Learn

Histograms let us visualize the distribution of a continuous variable, in contrast to bar plots which show counts and other values for discrete and categorical variables. Histograms divide values of a variable into bins, which are ranges of values that get counted together. For example, if a variable had values `1` through `100` and we specify that we want 5 bins, each bin would have a range of `100 / 5 = 20`. The first bin would count the frequency of values `1` to `20`, the second bin would count the frequency of values `21` to `40`, and so on.

We can construct a histogram using `geom_histogram()`. The code below creates a histogram using R’s built-in `airquality` dataset containing atmospheric measurements from New York City. This histogram shows frequencies of `Ozone` values, measuring the amount of air pollution recorded within a given time period.

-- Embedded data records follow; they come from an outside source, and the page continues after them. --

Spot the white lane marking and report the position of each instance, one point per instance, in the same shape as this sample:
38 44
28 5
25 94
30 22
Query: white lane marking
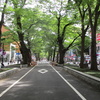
2 93
42 71
76 91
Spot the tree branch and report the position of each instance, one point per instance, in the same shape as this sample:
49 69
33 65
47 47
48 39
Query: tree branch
72 43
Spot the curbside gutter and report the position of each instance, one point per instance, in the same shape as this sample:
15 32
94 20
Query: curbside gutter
93 81
8 73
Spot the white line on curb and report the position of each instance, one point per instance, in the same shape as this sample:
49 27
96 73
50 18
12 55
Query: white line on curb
1 94
76 91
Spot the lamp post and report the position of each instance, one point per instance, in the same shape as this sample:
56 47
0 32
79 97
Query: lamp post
2 61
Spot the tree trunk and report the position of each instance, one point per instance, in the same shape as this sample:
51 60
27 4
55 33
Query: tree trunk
93 24
2 19
82 50
26 54
54 54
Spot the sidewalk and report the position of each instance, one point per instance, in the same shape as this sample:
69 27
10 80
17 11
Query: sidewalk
11 65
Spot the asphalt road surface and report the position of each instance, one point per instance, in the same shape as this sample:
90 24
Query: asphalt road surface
44 82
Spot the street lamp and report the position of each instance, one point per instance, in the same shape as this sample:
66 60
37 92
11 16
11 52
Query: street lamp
2 55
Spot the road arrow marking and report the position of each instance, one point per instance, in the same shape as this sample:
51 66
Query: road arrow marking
43 71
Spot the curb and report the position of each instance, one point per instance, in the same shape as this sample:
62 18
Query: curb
93 81
8 73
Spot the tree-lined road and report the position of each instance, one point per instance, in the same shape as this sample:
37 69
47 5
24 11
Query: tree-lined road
44 82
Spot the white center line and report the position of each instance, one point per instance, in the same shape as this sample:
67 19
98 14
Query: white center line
1 94
76 91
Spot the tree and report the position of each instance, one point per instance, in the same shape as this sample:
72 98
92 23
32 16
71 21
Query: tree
2 19
94 15
58 9
82 8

``````airquality_histogram <-
ggplot(airquality, aes(x = Ozone)) +
labs(title = "Air Quality: Ozone Distribution") +
geom_histogram()``````

This produces the following plot. We see that ozone levels are clustered towards the lower end of the range (a good thing!), though there were days with much higher ozone levels as well. By default, `ggplot2` automatically calculates 30 equally sized bins. Frequently we’ll want to specify a range per bin that better fits our data; for example, if we wanted to examine the distribution of weight in pounds for a population of house cats, it would make sense for each bin to represent one pound rather than some arbitrary decimal amount. We can set the width of bins using the `binwidth` argument. The code below creates the same plot as before, now with a `binwidth` of `10`.

``````airquality_histogram_binwidth <-
ggplot(airquality, aes(x = Ozone)) +
labs(title = "Air Quality: Ozone Distribution") +
geom_histogram(binwidth = 10)``````

Take a look at our new plot with `binwidth` set to `10`. Notice how the shape of the histogram is now more smooth with fewer local peaks. ### Instructions

1.

Our workspace contains a dataset called `rideshare_df` describing rideshare trips in the city of Chicago. Examine this dataset by calling the `head()` function with `rideshare_df` as an argument. Click through the arrows in the table header to see all of the columns in this data frame.

2.

Lets visualize the distribution of total trip cost across the `rideshare_df` dataset. Construct a histogram called `rideshare_histogram` with the `Trip.Total` variable on the `x` axis. Note that we only supply the `x` variable in our `aes()` mapping because the `y` axis will automatically show frequency counts.

Print your plot after creating it to see what it looks like!

3.

Create a similar plot called `rideshare_histogram_binwidth`, this time setting the `binwidth` to `5` to count trip totals in intervals of \$5.

Print your plot again to see how it looks with our custom bin width.